This case focuses on whether the ability of the Minnesota Secretary of State has the ability to implement online voter registration without legislative approval
Case Updates
In April 2014, Ramsey County District Court ruled that Ritchie lacked authority to create the online voter registration system and demanded it be shut down immediately. However it said that people who already registered would not have their registration revoked. The Minnesota Legislature then passed legislation to authorize online voting, thereby mooting the decision.
Case Background
The American Civil Liberties Union of Minnesota filed a brief, in a lawsuit challenging the online voter registration system, arguing that individuals who properly used the online voter registration system should not have their registrations invalidated. Secretary of State Mark Ritchie was sued this fall by four legislators, the Minnesota Voters Alliance and Minnesota Majority after he created and implemented an online voter registration system; they argued that Ritchie did not have the authority to create the new system.

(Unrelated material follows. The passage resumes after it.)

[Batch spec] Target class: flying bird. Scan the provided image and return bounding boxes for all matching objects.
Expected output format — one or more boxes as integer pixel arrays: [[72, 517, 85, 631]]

The ACLU-MN did not take a position in its brief whether or not Ritchie did in fact have the authority to implement online voter registration. Instead the brief focuses on the more than 2,000 individuals who registered through the new system. In their lawsuit the petitioners argue that the individuals who registered online should have to re-register. The ACLU-MN counters that argument by saying that because the information collected in the online form met all the statutory requirements necessary to register to vote in the State of Minnesota the registrant has complied with Minnesota election law and should remain on the voter rolls even if Secretary Ritchie did not have the authority to permit online registration.